Compliance

Austrian Man Held For Private Bank Data Theft Is Believed To Have Killed Himself

Tom Burroughes Group Editor London 4 October 2010

Austrian Man Held For Private Bank Data Theft Is Believed To Have Killed Himself

An Austrian man held in connection with the theft of Swiss bank account details and their sale to Germany is believed to have killed himself in prison, news reports said.

Guards at a regional jail in the Swiss capital of Bern discovered the 42-year-old man dead in his cell on 29 September, the Swiss federal prosecutor’s office was quoted saying.

The man had been detained since mid-September on suspicion of economic espionage, reports said.

The man, who wasn’t identified in reports, was held in an investigation into the alleged theft of client data from Swiss banks, which were subsequently sold to German tax investigators, prosecution spokesperson Jeanette Balmer was quoted by Bloomberg as saying.

News of the man's death comes at a time when there have been several cases of stolen private banking data being sold to Western governments.
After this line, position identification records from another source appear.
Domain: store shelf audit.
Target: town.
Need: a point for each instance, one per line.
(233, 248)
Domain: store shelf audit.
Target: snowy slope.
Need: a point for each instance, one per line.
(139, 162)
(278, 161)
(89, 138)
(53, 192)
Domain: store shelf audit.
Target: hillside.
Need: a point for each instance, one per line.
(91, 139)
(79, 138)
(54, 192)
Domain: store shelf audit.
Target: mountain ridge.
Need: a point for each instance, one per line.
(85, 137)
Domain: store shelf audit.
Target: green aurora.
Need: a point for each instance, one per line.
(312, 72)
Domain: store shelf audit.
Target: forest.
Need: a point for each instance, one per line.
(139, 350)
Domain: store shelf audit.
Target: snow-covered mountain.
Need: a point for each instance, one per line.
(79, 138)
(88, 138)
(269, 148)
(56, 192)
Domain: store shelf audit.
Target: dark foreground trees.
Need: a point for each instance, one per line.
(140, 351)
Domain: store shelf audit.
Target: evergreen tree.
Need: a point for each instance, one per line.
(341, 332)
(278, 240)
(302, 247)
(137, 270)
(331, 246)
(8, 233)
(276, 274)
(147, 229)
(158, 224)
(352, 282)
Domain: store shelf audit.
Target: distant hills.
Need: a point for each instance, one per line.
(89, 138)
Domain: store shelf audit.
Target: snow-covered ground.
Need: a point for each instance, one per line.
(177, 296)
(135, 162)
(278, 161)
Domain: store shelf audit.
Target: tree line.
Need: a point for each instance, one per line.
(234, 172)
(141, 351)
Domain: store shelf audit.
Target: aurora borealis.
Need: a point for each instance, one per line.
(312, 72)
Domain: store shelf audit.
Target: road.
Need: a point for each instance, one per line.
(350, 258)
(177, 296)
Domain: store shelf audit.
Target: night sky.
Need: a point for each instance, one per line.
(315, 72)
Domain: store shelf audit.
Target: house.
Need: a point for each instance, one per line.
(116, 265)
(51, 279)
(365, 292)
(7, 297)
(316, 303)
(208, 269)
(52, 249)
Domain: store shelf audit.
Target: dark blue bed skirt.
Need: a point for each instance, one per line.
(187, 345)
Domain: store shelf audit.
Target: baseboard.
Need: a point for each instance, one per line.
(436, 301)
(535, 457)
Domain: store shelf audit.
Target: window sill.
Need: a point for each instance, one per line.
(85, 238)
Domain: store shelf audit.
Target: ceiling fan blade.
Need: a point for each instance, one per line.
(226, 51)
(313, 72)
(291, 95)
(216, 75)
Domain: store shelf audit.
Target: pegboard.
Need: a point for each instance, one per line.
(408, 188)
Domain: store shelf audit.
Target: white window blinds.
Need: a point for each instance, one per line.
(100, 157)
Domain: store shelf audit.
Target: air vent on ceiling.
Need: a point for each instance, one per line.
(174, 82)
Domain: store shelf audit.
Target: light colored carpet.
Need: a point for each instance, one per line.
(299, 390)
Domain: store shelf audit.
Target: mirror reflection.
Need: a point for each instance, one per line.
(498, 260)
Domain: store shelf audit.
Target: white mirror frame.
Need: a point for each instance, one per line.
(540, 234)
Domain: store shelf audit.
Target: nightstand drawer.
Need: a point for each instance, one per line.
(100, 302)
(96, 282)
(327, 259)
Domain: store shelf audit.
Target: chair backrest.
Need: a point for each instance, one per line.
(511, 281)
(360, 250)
In the noughties, the German government bought data stolen from LGT, the Liechtenstein private bank, for example.

Officials in the German state of Baden-Wuerttemberg said in August they were using information from an informant to identify possible tax dodgers who stashed funds in Switzerland.

“As far as could be determined so far, no third party was involved,” the prosecutor’s statement said. “A suicide seems likely.”

The suspect was an Austrian national, Austria’s foreign ministry spokesman, Harald Stranzl, was quoted as saying.

The man, a native of the Tyrol region of Austria who lived in the Swiss town of Winterthur, sold information on 2,000 account holders of a Swiss bank to the German tax authorities, the Vienna-based Krone newspaper reported, citing unidentified Swiss and German secret service officials.